Initial and long-term outcome after palliative surgical drainage of 269 patients with malignant biliary obstruction

Eur J Surg Oncol. 2007 Aug;33(6):757-62. doi: 10.1016/j.ejso.2006.11.014. Epub 2007 Jan 9.

Abstract

Aims: This study aimed to analyse the current outcome after palliative surgical drainage of malignant biliary obstruction.

Method: From 1992 to 2003, perioperative parameters and the incidence and indications of readmissions were analysed in 269 patients who underwent a palliative biliary bypass for periampullary carcinoma.

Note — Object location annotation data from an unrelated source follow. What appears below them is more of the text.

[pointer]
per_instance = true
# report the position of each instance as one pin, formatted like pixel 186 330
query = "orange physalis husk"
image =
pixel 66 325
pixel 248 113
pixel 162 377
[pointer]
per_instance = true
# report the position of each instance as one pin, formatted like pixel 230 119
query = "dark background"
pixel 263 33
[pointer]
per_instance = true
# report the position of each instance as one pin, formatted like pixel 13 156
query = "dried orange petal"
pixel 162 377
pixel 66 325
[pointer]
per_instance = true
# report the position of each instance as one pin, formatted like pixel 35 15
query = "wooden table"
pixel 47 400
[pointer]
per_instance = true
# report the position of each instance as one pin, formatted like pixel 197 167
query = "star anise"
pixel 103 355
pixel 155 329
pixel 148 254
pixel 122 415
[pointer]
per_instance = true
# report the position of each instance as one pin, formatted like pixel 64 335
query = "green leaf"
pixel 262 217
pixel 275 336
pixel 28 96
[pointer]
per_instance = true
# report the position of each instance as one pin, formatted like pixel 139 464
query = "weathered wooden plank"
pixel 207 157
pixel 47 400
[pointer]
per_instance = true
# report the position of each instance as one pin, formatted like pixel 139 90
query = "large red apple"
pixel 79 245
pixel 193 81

Results: Hospital mortality occurred in seven patients and median postoperative stay was 10 days. Anastomotic leakage occurred in three patients and intraabdominal haemorrhage in eight patients. Overall 75 patients experienced a complication. Nine patients underwent a relaparotomy during initial hospital admission. Overall, 142 patients were readmitted, 13 for indications related to the biliary bypass, 11 for surgery-related indications. Twenty-five patients were readmitted for radiochemotherapy, 112 for progressive disease and 23 for indications not related to the disease. Median survival was 7.5 months and the 3-year survival 3%. Survival was significantly lower in patients with metastases and in those who underwent elective bypass for gastric outlet obstruction.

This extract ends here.